Installation
Exercises¶
- Verify Munge authentication across nodes
From the management node, generate a Munge credential and validate it on a remote compute node. Confirm that the credential encodes and decodes successfully on both sides.
Hint / Solution
# Local test
munge -n | unmunge
# Remote test -- pipe a credential to a compute node
munge -n | ssh cpu001 unmunge
# If the remote test fails, check:
# - Is the munge.key identical on both hosts?
# - Is the munge service running on cpu001?
# - Is the clock skew between hosts less than 2 minutes?
systemctl status munge
ssh cpu001 systemctl status munge
- Check SlurmDBD connectivity
Verify that slurmctld can communicate with slurmdbd. Look at the slurmdbd log to confirm the connection is established and the database is reachable.
Hint / Solution
# Check slurmdbd is running
systemctl status slurmdbd
# Verify the database connection from Slurm's perspective
sacctmgr show cluster
# If this returns your cluster name, slurmdbd is reachable
# Check slurmdbd log for connection messages
tail -50 /var/log/slurm/slurmdbd.log | grep -i "connection\|error\|database"
- Verify the cluster is registered in accounting
Confirm that your cluster appears in the SlurmDBD accounting database. Then verify that a root account exists and at least one user is associated with it.
Hint / Solution
- Test configless mode with sackd
On a login node (or a test node), start sackd pointing at the controller and confirm that it pulls down the Slurm configuration.

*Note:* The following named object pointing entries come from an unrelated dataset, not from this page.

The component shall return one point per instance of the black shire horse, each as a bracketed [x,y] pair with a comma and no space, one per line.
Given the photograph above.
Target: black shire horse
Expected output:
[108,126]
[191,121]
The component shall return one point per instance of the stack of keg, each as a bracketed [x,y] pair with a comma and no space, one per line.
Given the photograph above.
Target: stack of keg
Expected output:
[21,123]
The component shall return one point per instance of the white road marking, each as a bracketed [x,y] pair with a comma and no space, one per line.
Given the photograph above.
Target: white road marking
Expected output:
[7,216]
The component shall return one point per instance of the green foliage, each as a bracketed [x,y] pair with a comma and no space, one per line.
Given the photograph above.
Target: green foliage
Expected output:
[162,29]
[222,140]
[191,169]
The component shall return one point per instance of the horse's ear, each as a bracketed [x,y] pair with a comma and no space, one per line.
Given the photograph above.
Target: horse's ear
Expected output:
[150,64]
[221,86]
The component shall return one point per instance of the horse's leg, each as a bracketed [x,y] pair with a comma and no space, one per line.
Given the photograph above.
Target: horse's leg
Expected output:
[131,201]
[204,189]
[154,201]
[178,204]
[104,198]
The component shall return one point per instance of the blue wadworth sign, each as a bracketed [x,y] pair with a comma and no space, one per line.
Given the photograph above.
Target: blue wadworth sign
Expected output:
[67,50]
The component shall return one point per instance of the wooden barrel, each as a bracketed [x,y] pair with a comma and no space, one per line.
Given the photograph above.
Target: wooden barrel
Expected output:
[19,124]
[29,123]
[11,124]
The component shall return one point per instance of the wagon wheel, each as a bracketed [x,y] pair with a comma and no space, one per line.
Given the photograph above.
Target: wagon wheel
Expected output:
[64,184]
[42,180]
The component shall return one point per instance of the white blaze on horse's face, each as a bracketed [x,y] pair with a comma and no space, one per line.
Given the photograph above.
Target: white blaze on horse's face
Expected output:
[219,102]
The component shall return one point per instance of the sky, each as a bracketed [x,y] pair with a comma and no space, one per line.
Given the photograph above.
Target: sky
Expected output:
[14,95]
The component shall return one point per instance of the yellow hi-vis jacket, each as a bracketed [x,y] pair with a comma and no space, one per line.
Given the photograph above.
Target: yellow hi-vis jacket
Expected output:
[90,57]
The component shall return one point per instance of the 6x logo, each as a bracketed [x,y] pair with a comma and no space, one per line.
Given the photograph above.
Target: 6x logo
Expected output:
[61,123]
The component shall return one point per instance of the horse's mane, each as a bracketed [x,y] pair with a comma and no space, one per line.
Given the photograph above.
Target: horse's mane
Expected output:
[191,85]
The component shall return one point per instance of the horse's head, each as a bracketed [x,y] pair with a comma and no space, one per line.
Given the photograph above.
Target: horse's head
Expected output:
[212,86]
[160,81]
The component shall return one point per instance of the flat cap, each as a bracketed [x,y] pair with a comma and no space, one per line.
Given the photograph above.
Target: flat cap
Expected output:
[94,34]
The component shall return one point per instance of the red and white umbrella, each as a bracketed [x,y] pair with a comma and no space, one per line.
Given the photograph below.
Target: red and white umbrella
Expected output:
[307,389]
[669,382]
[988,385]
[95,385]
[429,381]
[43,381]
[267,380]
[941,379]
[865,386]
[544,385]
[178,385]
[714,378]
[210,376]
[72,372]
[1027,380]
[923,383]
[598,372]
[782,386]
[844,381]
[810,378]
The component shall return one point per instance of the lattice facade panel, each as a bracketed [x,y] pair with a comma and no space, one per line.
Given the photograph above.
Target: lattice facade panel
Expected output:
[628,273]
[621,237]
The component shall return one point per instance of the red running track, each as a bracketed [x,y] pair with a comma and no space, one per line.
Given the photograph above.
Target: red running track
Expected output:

Verify that Slurm client commands work without a local copy of slurm.conf.
Hint / Solution
# On the login/test node, remove or rename any local slurm.conf
mv /etc/slurm/slurm.conf /etc/slurm/slurm.conf.bak
# Start sackd pointing at the controller
sackd --conf-server mgmt01:6817
# Test that client commands work (they fetch config from sackd)
sinfo
squeue
scontrol show config | head -5
# If successful, sackd fetched the config from slurmctld
# Restore slurm.conf if you're not keeping configless mode
mv /etc/slurm/slurm.conf.bak /etc/slurm/slurm.conf